Chapter 28 Gastroenteritis
PATHOPHYSIOLOGY
Gastroenteritis or acute infectious diarrhea is defined as inflammation of the mucous membranes of the stomach and intestines. Acute gastroenteritis is characterized by diarrhea and, in some cases, vomiting; the resulting fluid and electrolyte losses lead to dehydration and electrolyte imbalances. The major causes of acute gastroenteritis include viruses (rotavirus, enteric adenovirus, Norwalk virus, and others), bacteria or their toxins (Campylobacter, Salmonella, Shigella, Escherichia coli, Staphylococcus, Yersinia, and others), and parasites (Giardia lamblia, Cryptosporidium) (Table 28-1). These pathogens cause illness by infecting the cells, producing enterotoxins or cytotoxins that damage the cells, or adhering to the walls of the intestines. In acute gastroenteritis, the small intestine is the most often affected.
Rotavirus, which is the most common causative agent for gastroenteritis, has an incubation period of 24 to 48 hours. Vomiting is the first symptom in 80% to 90% of patients, followed by low-grade fever and voluminous watery diarrhea. Diarrhea usually lasts 4 to 8 days but may last longer. In young infants or immunocompromised patients, rotavirus acute gastroenteritis may be preceded by mild upper respiratory infection (URI) symptoms.

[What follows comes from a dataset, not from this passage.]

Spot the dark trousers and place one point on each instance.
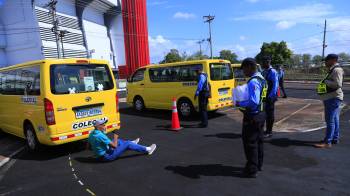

Acute gastroenteritis is transmitted by the fecal-oral route, from person to person or through contaminated water and food supplies. Spending time in day-care facilities increases the risk for gastroenteritis, as does travel to developing countries. Replacement of fluid and electrolyte insufficiency and ongoing losses is critical, especially for small infants. Metabolic acidosis results from bicarbonate loss in the stool, ketosis from poor intake, and lactic acidemia from hypotension and hypoperfusion. Most infections are self-limited, and prognosis is favorable with treatment. Malnourished children may have more severe infections and take longer to recover.
INCIDENCE
1. Acute viral gastroenteritis is the second most common condition affecting children (the common cold is the first).
2. About half of all cases of gastroenteritis occur during a 3- to 4-month winter peak.
3. The highest rate of illness occurs in children between 3 months and 2 years of age.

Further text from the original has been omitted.